Titel: Die schwarze Seele des Sommers
Autor/en: Andrea Camilleri

EAN: 9783838703237
Format:  EPUB ohne DRM
Commissario Montalbanos zehnter Fall. Roman.
Übersetzt von Moshe Kahn
Bastei Entertainment

21. Juni 2010 - epub eBook - 288 Seiten

Sizilianische Sommer sind heiß - und mörderisch, wenn man der Wahrheit zu nahe kommt Alle machen Urlaub - bis auf Commissario Montalbano.
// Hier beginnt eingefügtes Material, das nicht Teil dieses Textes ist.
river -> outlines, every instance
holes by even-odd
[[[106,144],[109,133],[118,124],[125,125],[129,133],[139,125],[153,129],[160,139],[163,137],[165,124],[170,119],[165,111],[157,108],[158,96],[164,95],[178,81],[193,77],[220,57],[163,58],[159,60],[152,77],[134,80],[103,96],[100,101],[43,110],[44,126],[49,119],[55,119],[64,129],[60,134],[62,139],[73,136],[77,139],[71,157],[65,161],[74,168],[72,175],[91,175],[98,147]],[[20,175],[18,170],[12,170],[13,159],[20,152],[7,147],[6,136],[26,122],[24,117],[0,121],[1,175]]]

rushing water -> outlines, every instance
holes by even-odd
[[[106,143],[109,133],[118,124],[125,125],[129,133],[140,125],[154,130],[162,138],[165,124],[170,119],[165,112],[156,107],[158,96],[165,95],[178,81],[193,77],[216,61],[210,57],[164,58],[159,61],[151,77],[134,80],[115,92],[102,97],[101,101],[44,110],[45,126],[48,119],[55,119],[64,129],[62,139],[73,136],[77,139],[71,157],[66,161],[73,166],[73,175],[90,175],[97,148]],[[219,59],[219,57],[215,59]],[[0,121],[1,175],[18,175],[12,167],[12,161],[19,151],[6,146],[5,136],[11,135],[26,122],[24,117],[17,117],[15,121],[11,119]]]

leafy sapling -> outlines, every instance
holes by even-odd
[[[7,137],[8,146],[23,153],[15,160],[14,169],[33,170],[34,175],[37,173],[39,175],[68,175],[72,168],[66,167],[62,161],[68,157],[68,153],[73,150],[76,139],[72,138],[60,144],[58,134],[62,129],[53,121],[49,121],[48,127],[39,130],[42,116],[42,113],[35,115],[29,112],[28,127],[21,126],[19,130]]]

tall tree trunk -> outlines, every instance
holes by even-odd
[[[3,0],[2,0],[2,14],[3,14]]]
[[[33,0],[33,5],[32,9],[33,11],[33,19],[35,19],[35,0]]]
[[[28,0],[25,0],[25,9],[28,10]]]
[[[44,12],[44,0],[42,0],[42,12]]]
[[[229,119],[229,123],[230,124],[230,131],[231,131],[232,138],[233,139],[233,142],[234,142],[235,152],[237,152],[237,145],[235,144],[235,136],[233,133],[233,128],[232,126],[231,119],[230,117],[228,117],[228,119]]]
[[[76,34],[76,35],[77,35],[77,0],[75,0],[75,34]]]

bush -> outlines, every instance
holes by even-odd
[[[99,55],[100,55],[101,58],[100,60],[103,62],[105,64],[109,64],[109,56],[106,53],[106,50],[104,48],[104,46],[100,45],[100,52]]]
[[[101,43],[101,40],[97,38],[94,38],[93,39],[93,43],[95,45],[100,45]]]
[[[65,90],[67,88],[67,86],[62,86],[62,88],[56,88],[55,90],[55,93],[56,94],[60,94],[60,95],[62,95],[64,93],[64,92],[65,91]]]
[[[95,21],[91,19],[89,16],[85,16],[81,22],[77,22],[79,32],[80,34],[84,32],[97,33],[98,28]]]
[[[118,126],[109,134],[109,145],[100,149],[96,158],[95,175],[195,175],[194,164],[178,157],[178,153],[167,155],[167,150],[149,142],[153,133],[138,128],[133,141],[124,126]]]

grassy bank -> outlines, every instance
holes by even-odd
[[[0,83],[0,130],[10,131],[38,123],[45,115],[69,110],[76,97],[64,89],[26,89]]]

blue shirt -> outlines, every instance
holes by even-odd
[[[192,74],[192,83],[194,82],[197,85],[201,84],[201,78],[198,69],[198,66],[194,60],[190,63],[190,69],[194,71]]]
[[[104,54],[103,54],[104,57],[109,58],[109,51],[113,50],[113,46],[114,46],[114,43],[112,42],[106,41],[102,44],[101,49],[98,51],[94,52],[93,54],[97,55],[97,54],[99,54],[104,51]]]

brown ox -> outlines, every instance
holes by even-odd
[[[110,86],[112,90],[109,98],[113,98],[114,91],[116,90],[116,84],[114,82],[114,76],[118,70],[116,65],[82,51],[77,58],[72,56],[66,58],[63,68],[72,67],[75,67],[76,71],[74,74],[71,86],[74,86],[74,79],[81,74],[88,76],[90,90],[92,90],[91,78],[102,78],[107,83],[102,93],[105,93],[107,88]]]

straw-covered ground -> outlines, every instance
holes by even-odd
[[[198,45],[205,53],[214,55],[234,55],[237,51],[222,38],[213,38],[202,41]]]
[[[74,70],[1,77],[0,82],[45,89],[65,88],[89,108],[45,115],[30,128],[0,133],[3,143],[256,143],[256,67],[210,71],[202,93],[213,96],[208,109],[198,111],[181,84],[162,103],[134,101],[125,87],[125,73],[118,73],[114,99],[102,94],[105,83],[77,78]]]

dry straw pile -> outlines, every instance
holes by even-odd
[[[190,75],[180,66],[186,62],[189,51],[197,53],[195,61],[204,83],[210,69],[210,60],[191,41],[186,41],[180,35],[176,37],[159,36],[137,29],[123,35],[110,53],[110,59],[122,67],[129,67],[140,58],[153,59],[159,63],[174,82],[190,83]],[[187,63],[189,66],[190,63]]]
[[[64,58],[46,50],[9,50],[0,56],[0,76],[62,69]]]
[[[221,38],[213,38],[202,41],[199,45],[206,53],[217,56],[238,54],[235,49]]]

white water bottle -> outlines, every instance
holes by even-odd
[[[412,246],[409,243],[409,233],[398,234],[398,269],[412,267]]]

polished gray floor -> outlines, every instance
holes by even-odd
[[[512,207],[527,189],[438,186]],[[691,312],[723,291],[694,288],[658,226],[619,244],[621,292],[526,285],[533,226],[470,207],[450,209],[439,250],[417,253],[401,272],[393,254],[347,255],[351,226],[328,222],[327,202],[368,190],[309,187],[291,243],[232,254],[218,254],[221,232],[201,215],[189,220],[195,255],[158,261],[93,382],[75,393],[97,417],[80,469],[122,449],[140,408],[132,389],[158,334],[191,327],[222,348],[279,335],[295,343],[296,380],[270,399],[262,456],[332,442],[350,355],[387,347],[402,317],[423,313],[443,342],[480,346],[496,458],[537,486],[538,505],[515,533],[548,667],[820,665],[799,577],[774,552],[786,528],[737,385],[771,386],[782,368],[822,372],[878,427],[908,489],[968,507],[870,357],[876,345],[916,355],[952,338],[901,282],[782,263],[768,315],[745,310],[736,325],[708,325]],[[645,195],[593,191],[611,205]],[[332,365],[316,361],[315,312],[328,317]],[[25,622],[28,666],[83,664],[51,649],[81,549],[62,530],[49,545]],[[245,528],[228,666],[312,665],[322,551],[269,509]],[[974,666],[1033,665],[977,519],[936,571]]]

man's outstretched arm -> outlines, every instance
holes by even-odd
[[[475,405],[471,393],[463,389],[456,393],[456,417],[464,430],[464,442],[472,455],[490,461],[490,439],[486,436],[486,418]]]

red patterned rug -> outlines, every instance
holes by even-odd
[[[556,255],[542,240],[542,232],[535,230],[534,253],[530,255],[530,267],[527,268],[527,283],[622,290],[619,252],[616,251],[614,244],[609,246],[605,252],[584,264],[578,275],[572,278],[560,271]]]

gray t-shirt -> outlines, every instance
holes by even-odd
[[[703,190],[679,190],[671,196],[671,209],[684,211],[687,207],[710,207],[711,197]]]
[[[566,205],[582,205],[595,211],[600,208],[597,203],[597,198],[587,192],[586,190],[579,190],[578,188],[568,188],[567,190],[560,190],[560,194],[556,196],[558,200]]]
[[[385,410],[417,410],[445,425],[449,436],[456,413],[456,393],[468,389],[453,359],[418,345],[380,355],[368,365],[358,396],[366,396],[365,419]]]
Als er auf der Suche nach einem vermissten Feriengast eine alte Villa durchforstet, macht er eine grauenvolle Entdeckung: In einem Koffer findet er die Leiche einer Frau, die seit Jahren als vermisst gilt. Kurz darauf nimmt eine geheimnisvolle Unbekannte Kontakt zu ihm auf, die der Toten zum Verwechseln ähnlich sieht ...
Andrea Camilleri, 1925 in dem sizilianischen Küstenstädtchen Porto Empedocle (Provinz Agrigento) geboren, arbeitete lange Jahre als Essayist, Drehbuchautor und Regisseur sowie als Dozent an der Accademia d¿arte drammatica Silvio D¿Amico in Rom. Dort lebt er mit seiner Frau Rosetta in dem Stadtteil Trastevere im Obergeschoss eines schmucken Palazzo, wobei er seinen Zweitwohnsitz in Porto Empedocle in Sizilien nie aufgegeben hat. Sein literarisches Werk, in dem er sich vornehmlich mit seiner Heimat Sizilien auseinandersetzt, umfasst mehrere historische Romane sowie Kriminalromane. In seinem Heimatland Italien bricht er seit Jahren alle Verkaufsrekorde und hat auch bei uns ein begeistertes Publikum gefunden. Mit den Romanen um den Commissario Salvo Montalbano eroberte er auch die deutschen Leser im Sturm, und seine Hauptfigur gilt inzwischen weltweit als Inbegriff für sizilianische Lebensart, einfallsreiche Kriminalistik und südländischen Charme und Humor.

Eins


Er schlief so fest, dass ihn nicht einmal Kanonendonner hätte aufwecken können. Das heißt, Kanonendonner zwar nicht, wohl aber das Klingeln des Telefons.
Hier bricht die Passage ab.